When you got it, you got it, and to judge from the record-setting string of full houses Ms. Midler has attracted and the furious ebullience she has elicited from them, it’s a quality a lot of people enjoy basking in. Some 180,000 tickets have been sold for her 30 shows (the last of which is on Saturday), $11 million worth. Never has a single entertainer done so many consecutive performances at Radio City; no one has ever sold so many tickets or brought in so much money, either.

Who are all these people? Well, let’s scan the crowd on a recent evening. Ms. Midler is known as a performer’s performer, someone the stars come out for. Uh-huh, there’s Tommy Tune, all 6 feet 6 inches of him, decked out in a dark suit and, ever the dancer, calling attention to his feet with his white suede shoes. And like other entertainment divas — Judy Garland and Barbra Streisand, for instance — Ms. Midler has long had a distinctly gay strain among her following, and they’re here in force tonight, too.

“I see we have some leather queens in the house tonight,” Ms. Midler observed from the stage.

And there are the gray-haired men, the bejeweled women, the suits and gowns, most of whom are sitting in the VIP section up front, a privilege they end up paying for by being the butt of several of Ms. Midler’s largely unprintable jokes. And how did they get these seats?

“My husband used to be Bette Midler’s pilot,” said one woman who would not give her name.

But really, Ms. Midler’s fans are notable for being an eclectic bunch, and what’s sort of delightful is that the hottest ticket in town isn’t being sold to a crowd that could exactly be called hip. (Overheard in the lobby, a conversation referring to Ms. Midler’s famous cover of a song by Bobby Freeman: “Who sang ‘Do You Wanna Dance?’ before her?” “The Beatles, I think.”) The demeanor for such a large crowd at such a high-energy performance was remarkably subdued and orderly. The average age was well over 30, the sense of fashion was suburban. (Even the leather queens were relatively dolled down.) In the chitchat between songs and at intermission, there was a lot of Lawn Guyland in the air.

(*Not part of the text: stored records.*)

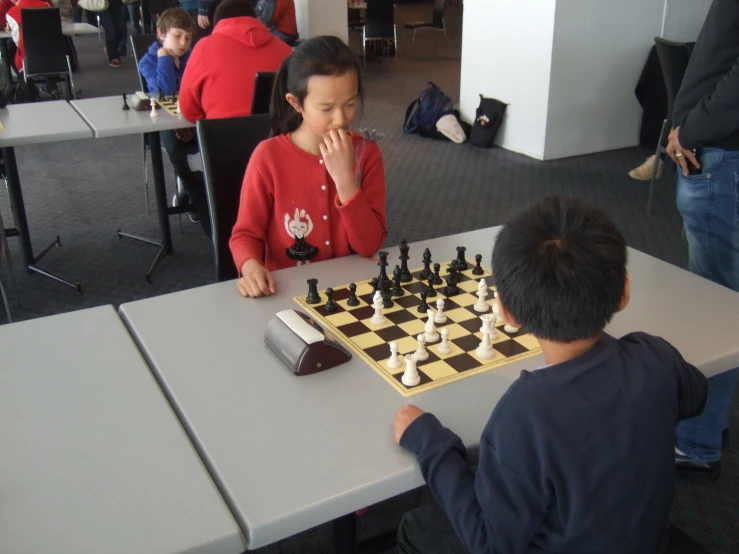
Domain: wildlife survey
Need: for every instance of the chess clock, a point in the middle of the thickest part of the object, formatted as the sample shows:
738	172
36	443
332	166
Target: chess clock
302	344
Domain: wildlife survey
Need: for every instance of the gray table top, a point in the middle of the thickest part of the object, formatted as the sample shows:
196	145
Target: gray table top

There also appeared to be as many T-shirts and work boots as pin-striped suits and Ballys. A random survey in the rear of the orchestra unearthed a democratic mix that included Marilyn Kimmelman, a college dean from Philadelphia whom the seating gods had placed next to Joey Decuzzi, a plasterer from Queens. They had each come to the show with other people, but by intermission they were compatriot fans. And when they and their dates were asked collectively what had brought them to the show, Ms. Kimmelman answered for everyone, using wisdom borrowed from Mr. Decuzzi.

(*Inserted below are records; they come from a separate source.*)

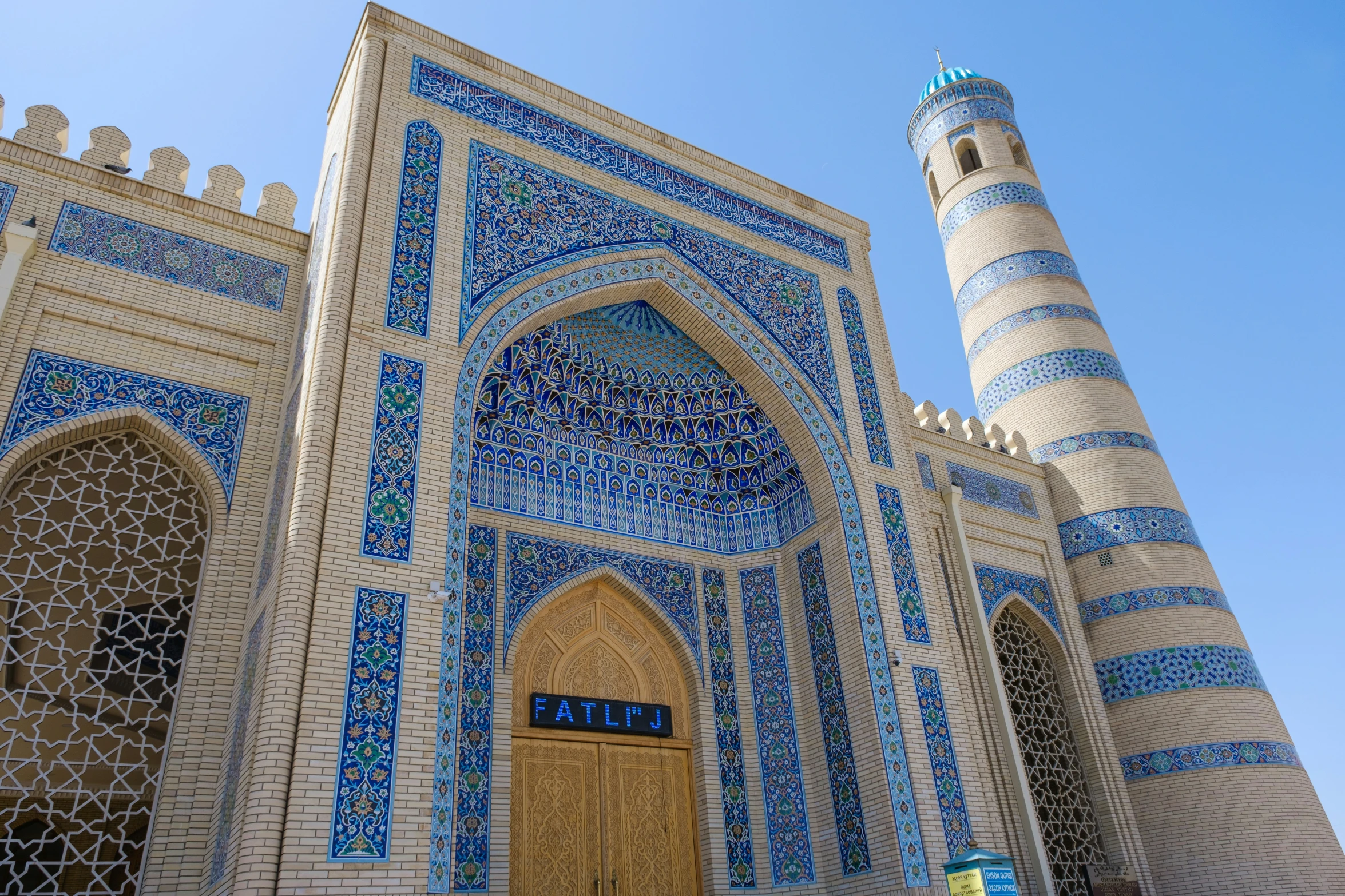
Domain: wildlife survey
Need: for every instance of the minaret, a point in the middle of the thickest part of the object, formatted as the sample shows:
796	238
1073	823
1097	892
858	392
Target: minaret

“He said it best,” Ms. Kimmelman said. “She does it all.”

Several people spoke to the question of Ms. Midler’s appeal. One gay man who had seen the show three times said he became a Bette Midler fan several years ago when he was emerging from the closet. (He wasn’t quite ready to announce this in the newspaper, however, so he requested anonymity.) ‘She Made It a Lot Easier’

“She spoke in her show about loneliness, about friends,” he said. “And I remember being so overwhelmed by her: her music, her style, her personality on stage, that mixture of being cantankerous and rude. She made it a lot easier for me coming out. She seemed like someone who really understood the problems of getting free. You know the song ‘I Shall Be Released‘? When she sang it, I felt that finally, after so many years of despair and not being able to talk about it, well, the song was very important to me.”

Another man, who would identify himself only as Bill, said: “I had the feeling there were a lot of lonely people in the crowd, and I believe they got a genuine, true emotional connection, a bit of an uplift from sharing in it. In a world of cynicism, I buy her. She’s telling the truth emotionally.”

That would seem to be a view shared by Tommy Tune, who outside Radio City after the show actually looked a little dewy-eyed.

“She’s my favorite entertainer,” Mr. Tune said. “And tonight was a very special night. It was such a personal performance.” So was he one of those people who had been to the show more than once?

“No, I had to wait,” he said. “I couldn’t get in.”